Transfer Learning Fine-Tuning Pretrained
Freeze Layers Discriminative LR

Transfer Learning: Stand on the Shoulders of Giants

Why train from scratch when you can leverage models trained on massive datasets? Transfer learning enables faster training, less data, and state-of-the-art performance by adapting pretrained knowledge to your specific task.

ImageNet

14M images, 1000 classes

BERT

3.3B words

10x faster

Training speedup

SOTA

95%+ tasks

What is Transfer Learning?

Transfer learning = knowledge transfer from a source task (large dataset) to a target task (your specific problem). Instead of random initialization, start with weights learned on ImageNet, BERT, or GPT.

Source: ImageNet Pretrained Weights Target: Pneumonia X-ray

Low-level features (edges, textures) transfer universally. High-level features need adaptation.

✓ Requires less data
✓ Faster convergence
✓ Better generalization
✓ SOTA even with small datasets

Feature Extraction vs Fine-Tuning

Feature Extraction

Freeze pretrained backbone – no gradient updates. Only train new classifier head.

  • Treat model as fixed feature extractor
  • Fast, low memory
  • Works when target is similar to source
  • When: Small dataset, limited compute
Fine-Tuning

Unfreeze some/all layers and continue training on target data.

  • Adapts features to target domain
  • Higher accuracy if enough data
  • Risk of overfitting with tiny datasets
  • When: Larger dataset, domain shift
Best practice: Start with feature extraction, then gradually unfreeze and fine-tune with low learning rate.

Computer Vision – PyTorch & TensorFlow

TorchVision and Keras Applications provide dozens of ImageNet-pretrained models.

PyTorch – ResNet50 Feature Extraction
import torchvision.models as models

# Load pretrained ResNet50
model = models.resnet50(pretrained=True)

# Freeze all layers
for param in model.parameters():
    param.requires_grad = False

# Replace classifier (new task: 10 classes)
num_ftrs = model.fc.in_features
model.fc = nn.Linear(num_ftrs, 10)

# Train only the new head
optimizer = torch.optim.Adam(model.fc.parameters(), lr=0.001)
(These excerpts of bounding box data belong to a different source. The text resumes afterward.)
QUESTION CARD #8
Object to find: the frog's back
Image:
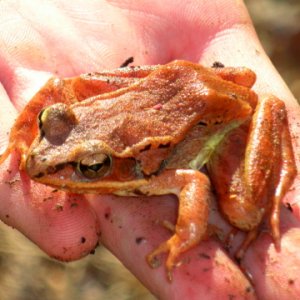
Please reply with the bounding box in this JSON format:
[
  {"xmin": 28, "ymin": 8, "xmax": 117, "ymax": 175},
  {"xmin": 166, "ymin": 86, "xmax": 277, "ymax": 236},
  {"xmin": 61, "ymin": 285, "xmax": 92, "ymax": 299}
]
[{"xmin": 69, "ymin": 62, "xmax": 251, "ymax": 156}]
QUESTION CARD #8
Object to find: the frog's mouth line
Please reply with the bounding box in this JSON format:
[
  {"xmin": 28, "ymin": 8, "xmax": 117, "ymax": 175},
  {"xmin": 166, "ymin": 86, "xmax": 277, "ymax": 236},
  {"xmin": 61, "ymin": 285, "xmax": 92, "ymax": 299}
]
[{"xmin": 36, "ymin": 174, "xmax": 148, "ymax": 196}]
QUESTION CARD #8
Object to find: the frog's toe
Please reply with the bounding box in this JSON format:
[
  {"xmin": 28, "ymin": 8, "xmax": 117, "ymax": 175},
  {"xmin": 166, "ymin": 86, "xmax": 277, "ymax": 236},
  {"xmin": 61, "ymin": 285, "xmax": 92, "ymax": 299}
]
[{"xmin": 147, "ymin": 234, "xmax": 192, "ymax": 281}]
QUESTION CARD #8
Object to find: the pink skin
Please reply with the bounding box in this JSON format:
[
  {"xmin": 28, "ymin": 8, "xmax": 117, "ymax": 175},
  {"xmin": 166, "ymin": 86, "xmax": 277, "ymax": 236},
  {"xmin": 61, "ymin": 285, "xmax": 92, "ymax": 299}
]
[{"xmin": 0, "ymin": 0, "xmax": 300, "ymax": 299}]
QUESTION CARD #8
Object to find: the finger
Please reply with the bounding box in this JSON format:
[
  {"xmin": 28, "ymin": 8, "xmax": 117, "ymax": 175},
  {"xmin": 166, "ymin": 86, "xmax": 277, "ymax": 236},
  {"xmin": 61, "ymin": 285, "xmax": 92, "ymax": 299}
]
[
  {"xmin": 0, "ymin": 83, "xmax": 17, "ymax": 154},
  {"xmin": 243, "ymin": 210, "xmax": 300, "ymax": 299},
  {"xmin": 0, "ymin": 157, "xmax": 99, "ymax": 261},
  {"xmin": 89, "ymin": 196, "xmax": 255, "ymax": 299}
]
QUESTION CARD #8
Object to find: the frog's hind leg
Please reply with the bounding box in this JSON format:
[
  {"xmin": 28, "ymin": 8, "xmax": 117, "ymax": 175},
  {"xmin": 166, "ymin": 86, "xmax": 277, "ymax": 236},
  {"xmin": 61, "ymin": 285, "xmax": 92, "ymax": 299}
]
[
  {"xmin": 140, "ymin": 170, "xmax": 210, "ymax": 281},
  {"xmin": 209, "ymin": 96, "xmax": 296, "ymax": 258}
]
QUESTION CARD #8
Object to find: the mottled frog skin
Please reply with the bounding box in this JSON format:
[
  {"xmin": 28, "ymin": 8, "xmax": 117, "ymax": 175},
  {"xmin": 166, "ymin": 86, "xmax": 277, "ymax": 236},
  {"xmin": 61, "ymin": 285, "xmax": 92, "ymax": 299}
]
[{"xmin": 0, "ymin": 61, "xmax": 296, "ymax": 279}]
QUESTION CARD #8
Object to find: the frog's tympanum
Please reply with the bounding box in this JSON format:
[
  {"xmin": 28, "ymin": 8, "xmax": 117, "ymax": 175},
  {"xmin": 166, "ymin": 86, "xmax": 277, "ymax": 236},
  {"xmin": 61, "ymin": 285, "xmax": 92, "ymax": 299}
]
[{"xmin": 1, "ymin": 61, "xmax": 296, "ymax": 277}]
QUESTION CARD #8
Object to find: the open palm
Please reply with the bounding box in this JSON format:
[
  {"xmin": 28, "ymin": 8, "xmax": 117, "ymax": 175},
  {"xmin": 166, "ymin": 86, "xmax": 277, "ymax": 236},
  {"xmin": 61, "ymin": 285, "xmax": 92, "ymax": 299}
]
[{"xmin": 0, "ymin": 0, "xmax": 300, "ymax": 299}]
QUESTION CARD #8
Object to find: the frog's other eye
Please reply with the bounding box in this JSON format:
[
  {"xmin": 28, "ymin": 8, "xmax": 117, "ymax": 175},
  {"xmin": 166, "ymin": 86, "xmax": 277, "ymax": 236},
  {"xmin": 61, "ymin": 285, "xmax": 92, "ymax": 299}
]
[
  {"xmin": 77, "ymin": 153, "xmax": 112, "ymax": 179},
  {"xmin": 38, "ymin": 103, "xmax": 77, "ymax": 145}
]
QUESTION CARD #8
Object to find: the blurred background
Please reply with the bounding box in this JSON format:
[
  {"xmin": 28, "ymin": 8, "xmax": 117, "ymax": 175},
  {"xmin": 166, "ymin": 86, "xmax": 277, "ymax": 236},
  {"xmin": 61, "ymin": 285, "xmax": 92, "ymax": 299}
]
[{"xmin": 0, "ymin": 0, "xmax": 300, "ymax": 300}]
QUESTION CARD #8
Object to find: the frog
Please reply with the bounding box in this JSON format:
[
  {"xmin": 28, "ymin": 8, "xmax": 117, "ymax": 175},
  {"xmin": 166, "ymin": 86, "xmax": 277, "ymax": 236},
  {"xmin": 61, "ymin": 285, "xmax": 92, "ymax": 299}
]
[{"xmin": 0, "ymin": 60, "xmax": 297, "ymax": 281}]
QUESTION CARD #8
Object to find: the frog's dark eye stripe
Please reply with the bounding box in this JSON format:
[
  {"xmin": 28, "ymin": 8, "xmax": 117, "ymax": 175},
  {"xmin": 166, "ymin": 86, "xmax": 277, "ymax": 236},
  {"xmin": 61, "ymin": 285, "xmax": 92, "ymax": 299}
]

# For fine-tuning: unfreeze later
for param in model.layer4.parameters():
    param.requires_grad = True
TensorFlow – EfficientNetB0
import tensorflow as tf

# Load pretrained backbone
base_model = tf.keras.applications.EfficientNetB0(
    include_top=False,  # drop classifier
    weights='imagenet',
    input_shape=(224, 224, 3),
    pooling='avg'  # global average pooling
)

# Freeze base model
base_model.trainable = False

# Add new classifier
model = tf.keras.Sequential([
    base_model,
    tf.keras.layers.Dense(256, activation='relu'),
    tf.keras.layers.Dropout(0.5),
    tf.keras.layers.Dense(10, activation='softmax')
])

# Fine-tuning later
base_model.trainable = True
# Freeze first 100 layers...
for layer in base_model.layers[:100]:
    layer.trainable = False
Popular backbones: ResNet, VGG, DenseNet, EfficientNet, MobileNet, ViT

NLP Transfer Learning – BERT & Friends

Hugging Face transformers library is the industry standard for NLP transfer learning.

BERT Fine-Tuning
from transformers import BertForSequenceClassification, Trainer

model = BertForSequenceClassification.from_pretrained(
    'bert-base-uncased',
    num_labels=3  # sentiment classes
)

# Freeze embeddings (optional)
for param in model.bert.embeddings.parameters():
    param.requires_grad = False

# Fine-tune all encoder layers
# Discriminative learning rates
optimizer = torch.optim.AdamW([
    {'params': model.bert.encoder.layer[:6].parameters(), 'lr': 1e-5},
    {'params': model.bert.encoder.layer[6:].parameters(), 'lr': 2e-5},
    {'params': model.classifier.parameters(), 'lr': 3e-5}
])
GPT for Text Generation
from transformers import GPT2LMHeadModel, GPT2Tokenizer

tokenizer = GPT2Tokenizer.from_pretrained('gpt2')
model = GPT2LMHeadModel.from_pretrained('gpt2')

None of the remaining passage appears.